La imaginación, la creatividad, la pasión, la flexibilidad… los antiguos arietes de la contracultura han sido, en suma, asimilados y fagocitados por el mercado, que ha convertido la vieja heterodoxia (política) en nueva ortodoxia (empresarial). También el feminismo ha sido incorporado por la narrativa capitalista (véase la autoproclamación de feminismo de la presidenta del Santander), verdaderamente hambrienta en la incorporación de causas con apariencia de rebeldía, las cuales reinterpreta a su conveniencia. Una conveniencia que normalmente se traduce no solo en menos seguridad laboral y protección de la vida privada, sino también menor participación política. El ciudadano ha sido desactivado y reemplazado por un individuo que se ve a sí mismo en una doble dimensión empresarial: como cliente y como capital humano.
Hasta la felicidad ha sido reinventada en clave profesional y emprendedora. Hace unas décadas, la mayoría de las series y películas que veíamos se centraban en la vida personal de sus protagonistas. Hoy la nueva narrativa cinematográfica no solo muestra predilección por las tramas relacionadas con los negocios y las vidas profesionales (de empresarios, abogados y médicos) sino que sus héroes son habitualmente ejecutivos sin horarios, entregados espiritualmente a su dedicación laboral, que anteponen por supuesto a su vida personal, convencidos de que a la felicidad se llega trabajando. A la felicidad e incluso al conocimiento, porque en la nueva narrativa empresarial las universidades ya están sobrando (Google y Apple presumen de no mirar los títulos académicos) y, si quieren sobrevivir, deben cambiar por completo de enfoque para dedicarse a formar profesionales competentes (y no ciudadanos cultos e interesados por la vida pública).

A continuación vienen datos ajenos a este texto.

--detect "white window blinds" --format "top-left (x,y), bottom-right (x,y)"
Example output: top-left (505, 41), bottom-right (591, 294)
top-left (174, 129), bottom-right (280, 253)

Lo más sorprendente, a mi juicio, es que todo esto ha ocurrido con la pasmosa complicidad de la izquierda, que ha asistido primero atónita y luego entusiasta a esa integración mercantilista de los valores de la contracultura y que, instalada en un discurso flácido, ingenuo y buen rollista, en un socialismo de salón, o más bien de gastrobar de gente guapa y alternativa, no sólo ha dejado de luchar por la igualdad social, sino que aplaude confundida esos artefactos legitimadores producidos por el andamiaje cultural del neoliberalismo más agresivo: la precarización laboral a través del emprendimiento, la movilidad obligada de los trabajadores, la empresarialización del conocimiento, la dedicación de la Universidad a impartir estudios interdisciplinares de género y la felicidad de vivir acumulando experiencias (o sea, gastando). Una izquierda irreconocible, desconectada de la cultura de la meritocracia y del valor de la educación como ascensor social y para la participación política. Una izquierda que es cada vez menos una ideología y cada vez más una pose, tan vacía que solo es una contracultura mercantilizada, y tan confundida que sirve a los intereses que tendría que combatir.
Miguel Ángel Robles es consultor y periodista.